First, could cavil be related to caw, as in “the hoarse raucous noise of crows and other birds”, clearly of onomatopoeic origins? It seems a reasonable metaphorical picture to me: cawing, chattering, “arguing” birds = arguing people: that is, caw qua cavil, Q.E.D.?
Second, and better, could cavil (and/or gavel) be related to gabble, the frequentative form of gab “to talk idly or incessantly, as about trivial matters”? What is a gavel for but to quiet down idle chatter? The word gab(ble) comes to us from ME gabben “to talk idly”, also used in the sense of “to lie, delude” (cause for concern in the courtroom, without a doubt!); and previously, from ON gabba “to mock, make a game of one”. Skeat calls the ON gabba “of imitative origin”, which sounds right on to me. It’s part of a cluster of similar onomatopoeic words (which, for brevity, I will save for a future post).

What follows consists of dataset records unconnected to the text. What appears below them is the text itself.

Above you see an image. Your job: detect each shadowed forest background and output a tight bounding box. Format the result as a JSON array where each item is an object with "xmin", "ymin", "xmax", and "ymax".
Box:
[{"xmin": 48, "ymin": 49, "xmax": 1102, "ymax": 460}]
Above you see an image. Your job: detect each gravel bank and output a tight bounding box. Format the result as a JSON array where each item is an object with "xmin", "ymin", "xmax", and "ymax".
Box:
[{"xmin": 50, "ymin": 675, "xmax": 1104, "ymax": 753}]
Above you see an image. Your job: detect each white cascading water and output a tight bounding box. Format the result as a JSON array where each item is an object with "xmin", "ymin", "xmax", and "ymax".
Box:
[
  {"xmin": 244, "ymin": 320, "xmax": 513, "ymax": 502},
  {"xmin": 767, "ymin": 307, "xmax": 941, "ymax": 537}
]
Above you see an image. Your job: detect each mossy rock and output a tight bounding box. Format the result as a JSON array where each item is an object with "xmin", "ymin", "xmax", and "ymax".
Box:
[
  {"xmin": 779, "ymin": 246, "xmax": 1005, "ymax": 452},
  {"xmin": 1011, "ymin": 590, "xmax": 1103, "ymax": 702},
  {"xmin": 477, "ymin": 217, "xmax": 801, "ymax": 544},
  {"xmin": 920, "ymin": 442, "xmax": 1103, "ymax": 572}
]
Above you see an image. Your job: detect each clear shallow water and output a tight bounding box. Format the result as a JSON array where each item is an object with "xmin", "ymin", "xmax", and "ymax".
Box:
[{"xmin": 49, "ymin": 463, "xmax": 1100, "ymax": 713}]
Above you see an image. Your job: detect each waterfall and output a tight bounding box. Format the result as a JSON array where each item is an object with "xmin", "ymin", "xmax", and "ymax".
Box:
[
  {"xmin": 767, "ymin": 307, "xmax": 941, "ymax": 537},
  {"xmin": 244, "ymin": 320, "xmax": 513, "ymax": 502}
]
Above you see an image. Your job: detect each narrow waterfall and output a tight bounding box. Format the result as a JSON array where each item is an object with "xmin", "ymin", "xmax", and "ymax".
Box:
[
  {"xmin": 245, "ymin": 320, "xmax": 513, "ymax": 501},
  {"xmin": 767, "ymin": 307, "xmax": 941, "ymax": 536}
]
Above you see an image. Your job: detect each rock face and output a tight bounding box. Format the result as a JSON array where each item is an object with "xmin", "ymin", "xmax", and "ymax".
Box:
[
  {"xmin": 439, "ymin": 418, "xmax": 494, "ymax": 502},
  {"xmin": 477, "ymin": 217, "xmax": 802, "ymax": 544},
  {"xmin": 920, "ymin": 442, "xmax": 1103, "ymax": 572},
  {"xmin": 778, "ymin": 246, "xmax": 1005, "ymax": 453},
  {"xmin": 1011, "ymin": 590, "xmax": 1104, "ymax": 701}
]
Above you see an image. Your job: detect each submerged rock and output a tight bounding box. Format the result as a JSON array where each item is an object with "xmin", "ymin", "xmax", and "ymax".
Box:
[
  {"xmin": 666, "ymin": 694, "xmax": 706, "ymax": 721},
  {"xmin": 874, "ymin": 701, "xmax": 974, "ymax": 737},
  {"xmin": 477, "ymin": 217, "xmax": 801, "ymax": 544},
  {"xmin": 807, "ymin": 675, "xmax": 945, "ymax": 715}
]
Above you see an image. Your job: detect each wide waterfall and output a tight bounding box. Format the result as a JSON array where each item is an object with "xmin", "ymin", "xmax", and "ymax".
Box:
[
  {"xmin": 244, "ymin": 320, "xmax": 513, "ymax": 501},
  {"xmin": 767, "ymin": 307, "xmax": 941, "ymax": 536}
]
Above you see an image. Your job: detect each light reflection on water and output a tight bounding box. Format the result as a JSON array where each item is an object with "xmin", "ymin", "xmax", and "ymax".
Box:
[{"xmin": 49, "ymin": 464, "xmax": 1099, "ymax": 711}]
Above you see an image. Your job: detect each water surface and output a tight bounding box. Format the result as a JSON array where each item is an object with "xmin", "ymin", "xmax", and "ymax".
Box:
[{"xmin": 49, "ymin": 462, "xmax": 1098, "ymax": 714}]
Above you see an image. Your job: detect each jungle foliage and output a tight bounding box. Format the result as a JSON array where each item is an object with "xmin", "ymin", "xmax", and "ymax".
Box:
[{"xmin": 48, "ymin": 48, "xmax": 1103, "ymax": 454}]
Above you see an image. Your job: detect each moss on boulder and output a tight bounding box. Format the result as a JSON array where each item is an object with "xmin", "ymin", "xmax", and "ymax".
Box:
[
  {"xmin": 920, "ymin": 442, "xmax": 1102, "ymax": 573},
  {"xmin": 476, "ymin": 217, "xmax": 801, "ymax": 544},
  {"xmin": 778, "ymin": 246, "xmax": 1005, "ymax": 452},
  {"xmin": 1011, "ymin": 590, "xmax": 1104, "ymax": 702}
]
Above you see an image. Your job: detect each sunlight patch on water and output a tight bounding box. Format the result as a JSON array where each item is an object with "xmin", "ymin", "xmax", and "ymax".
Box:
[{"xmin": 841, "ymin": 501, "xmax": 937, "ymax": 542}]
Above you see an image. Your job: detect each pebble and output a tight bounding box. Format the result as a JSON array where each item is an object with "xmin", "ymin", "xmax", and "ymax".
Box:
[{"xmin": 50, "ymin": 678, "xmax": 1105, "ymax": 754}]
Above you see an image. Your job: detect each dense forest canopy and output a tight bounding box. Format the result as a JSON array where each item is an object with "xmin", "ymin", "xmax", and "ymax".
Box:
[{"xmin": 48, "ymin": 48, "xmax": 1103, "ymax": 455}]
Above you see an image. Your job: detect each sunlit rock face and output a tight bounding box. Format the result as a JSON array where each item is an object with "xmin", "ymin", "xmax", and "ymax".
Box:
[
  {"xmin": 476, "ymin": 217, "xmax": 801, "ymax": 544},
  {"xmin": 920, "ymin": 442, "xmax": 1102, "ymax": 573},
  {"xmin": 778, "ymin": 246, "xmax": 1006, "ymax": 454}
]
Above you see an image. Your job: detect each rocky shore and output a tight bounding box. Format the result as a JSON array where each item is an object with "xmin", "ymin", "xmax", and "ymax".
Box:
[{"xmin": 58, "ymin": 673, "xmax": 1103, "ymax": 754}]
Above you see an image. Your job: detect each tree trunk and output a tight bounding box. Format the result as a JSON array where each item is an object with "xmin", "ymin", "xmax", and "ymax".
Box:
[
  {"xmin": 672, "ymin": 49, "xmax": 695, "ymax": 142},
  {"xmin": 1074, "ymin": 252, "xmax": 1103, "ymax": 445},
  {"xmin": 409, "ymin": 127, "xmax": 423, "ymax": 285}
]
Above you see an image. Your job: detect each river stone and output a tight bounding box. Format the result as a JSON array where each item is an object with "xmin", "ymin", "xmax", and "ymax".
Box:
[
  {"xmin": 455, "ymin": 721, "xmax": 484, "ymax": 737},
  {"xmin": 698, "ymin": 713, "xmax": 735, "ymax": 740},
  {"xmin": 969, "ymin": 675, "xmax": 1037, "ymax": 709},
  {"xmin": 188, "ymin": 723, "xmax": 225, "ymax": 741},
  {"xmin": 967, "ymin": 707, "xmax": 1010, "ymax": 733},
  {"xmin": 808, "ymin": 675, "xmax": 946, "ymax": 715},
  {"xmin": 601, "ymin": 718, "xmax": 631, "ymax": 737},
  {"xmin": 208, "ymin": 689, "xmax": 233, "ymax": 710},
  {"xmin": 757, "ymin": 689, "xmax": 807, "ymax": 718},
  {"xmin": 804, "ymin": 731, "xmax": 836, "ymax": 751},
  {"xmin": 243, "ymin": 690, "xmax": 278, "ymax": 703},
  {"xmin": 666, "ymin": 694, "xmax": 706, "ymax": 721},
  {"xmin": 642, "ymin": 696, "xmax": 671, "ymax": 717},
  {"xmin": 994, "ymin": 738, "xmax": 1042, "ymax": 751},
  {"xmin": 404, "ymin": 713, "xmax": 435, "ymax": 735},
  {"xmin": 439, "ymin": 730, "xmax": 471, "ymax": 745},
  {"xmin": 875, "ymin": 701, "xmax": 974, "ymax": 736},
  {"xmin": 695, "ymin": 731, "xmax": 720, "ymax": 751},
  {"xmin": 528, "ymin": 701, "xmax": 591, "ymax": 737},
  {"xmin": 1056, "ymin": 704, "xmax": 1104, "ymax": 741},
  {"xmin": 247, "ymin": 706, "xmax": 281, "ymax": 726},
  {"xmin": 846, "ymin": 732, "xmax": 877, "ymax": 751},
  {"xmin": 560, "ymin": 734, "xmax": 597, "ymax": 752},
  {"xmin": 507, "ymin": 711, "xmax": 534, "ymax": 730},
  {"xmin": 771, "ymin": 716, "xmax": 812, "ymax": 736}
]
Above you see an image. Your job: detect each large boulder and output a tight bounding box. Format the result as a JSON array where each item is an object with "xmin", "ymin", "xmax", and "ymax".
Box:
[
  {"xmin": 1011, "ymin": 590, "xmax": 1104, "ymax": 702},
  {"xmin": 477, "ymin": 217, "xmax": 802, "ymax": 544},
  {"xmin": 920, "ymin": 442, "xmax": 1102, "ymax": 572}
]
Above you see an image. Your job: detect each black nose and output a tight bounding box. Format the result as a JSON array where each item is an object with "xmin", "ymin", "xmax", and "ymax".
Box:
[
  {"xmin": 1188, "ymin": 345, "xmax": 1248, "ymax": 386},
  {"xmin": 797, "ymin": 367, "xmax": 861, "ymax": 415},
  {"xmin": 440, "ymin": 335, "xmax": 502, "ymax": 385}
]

The sonic and semantic distance between the words cavil, gavel, and gabble seems quite small to me: I would find a relationship between them plausible, even probable. Far be it from me to second-guess Partridge or Skeat — not to mention the erudite men and women on the etymological teams of the various dictionaries cited above — but I feel pretty good about this. Although gab(ble) has a Germanic provenance and cavil a Romantic one, both are thought to be imitative; hence it’s not at all out of bounds to think they might have a common ancestor form. They’re also similar enough in form and function to have become conflated into gavel through protracted courtroom or auction-house usage, or even to have been blended deliberately into a kind of portmanteau.
What do you think? (And don’t all talk at once, or I’ll have to bring down the gavel to restore order. :)
 Partridge, Eric. Origins: A Short Etymological Dictionary of Modern English. 2nd ed. New York: Macmillan, 1959, p. 248 [The 3rd ed., 1961, is substantively the same].